Instead of trying to make everyone the same, I would rather that humanity learned how to appreciate inequalities and make the best of the cards we've been dealt.

As for the dating stuff...a basic level of physical attractiveness is required to turn someone else on sexually. However, the reason most people fail to connect and find a mate is not that they are physically unattractive, but because they don't communicate their intentions and feelings clearly and consistently. It is important to help that special someone feel excited, aroused and emotionally connected to you. Do not sit back, wait and expect them to do all of the work - because they won't. Be warm, encouraging, give them compliments, laugh, take a risk and don't get triggered/offended by every little thing under the sun.

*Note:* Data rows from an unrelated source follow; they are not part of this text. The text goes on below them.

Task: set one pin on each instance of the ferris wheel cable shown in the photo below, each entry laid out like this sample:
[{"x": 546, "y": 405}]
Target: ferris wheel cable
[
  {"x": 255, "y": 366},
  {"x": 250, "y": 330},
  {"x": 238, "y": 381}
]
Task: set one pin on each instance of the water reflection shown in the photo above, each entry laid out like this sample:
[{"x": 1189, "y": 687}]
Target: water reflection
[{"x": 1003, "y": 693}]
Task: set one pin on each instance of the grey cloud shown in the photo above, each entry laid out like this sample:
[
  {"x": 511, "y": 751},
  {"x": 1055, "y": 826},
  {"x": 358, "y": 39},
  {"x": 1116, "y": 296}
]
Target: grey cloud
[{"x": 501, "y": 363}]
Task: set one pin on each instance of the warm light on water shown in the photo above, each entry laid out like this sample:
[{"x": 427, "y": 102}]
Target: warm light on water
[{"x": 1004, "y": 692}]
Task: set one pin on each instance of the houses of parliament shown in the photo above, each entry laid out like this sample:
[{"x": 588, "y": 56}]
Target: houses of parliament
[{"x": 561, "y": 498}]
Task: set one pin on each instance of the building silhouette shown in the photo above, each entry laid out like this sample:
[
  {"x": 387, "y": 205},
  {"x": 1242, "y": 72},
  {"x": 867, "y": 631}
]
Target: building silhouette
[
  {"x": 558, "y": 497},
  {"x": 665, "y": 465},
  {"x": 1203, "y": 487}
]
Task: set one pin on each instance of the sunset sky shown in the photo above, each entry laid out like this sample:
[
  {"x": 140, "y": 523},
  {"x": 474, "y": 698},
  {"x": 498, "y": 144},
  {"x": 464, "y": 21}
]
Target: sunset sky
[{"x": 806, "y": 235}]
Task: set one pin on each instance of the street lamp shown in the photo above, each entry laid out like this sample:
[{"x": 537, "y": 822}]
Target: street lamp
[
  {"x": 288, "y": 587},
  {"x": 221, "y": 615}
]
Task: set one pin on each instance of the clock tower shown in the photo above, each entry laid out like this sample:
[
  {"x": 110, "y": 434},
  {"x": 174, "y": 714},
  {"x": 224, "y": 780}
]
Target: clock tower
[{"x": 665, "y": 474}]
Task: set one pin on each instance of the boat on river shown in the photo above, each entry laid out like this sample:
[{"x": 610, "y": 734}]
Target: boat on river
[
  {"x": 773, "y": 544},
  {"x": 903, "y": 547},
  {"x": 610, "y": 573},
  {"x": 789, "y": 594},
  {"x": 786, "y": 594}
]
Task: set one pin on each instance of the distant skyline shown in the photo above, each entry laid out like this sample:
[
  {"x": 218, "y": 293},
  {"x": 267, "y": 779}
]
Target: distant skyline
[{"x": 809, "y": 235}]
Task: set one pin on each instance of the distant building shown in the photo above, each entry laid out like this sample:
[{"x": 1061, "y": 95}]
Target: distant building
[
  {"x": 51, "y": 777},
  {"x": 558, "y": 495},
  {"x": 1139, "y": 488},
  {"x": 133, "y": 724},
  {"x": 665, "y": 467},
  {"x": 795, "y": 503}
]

Perhaps something positive that we could do is practice aspects of this stuff here on the forum - such as how to flirt and ask someone out, how to escalate, as well as nonverbal communication skills, and give each other some feedback about what we liked. I am hardly an expert so would benefit from this as much as any of you.


----------



## Joe Black (Apr 1, 2015)

"If everyone was conventionally attractive.... AND rich...." it would be like Hollywood...

Where relationships, marriages and families are stable and wonderful, and everyone's content and satisfied and live happy fulfilling lives. If only the whole world was mega rich and attractive, all our pain and misery would just disappear!


----------



## WickerDeer (Aug 1, 2012)

Joe Black said:


> "If everyone was conventionally attractive.... AND rich...." it would be like Hollywood...
> 
> Where relationships, marriages and families are stable and wonderful, and everyone's content and satisfied and live happy fulfilling lives. If only the whole world was mega rich and attractive, all our pain and misery would just disappear!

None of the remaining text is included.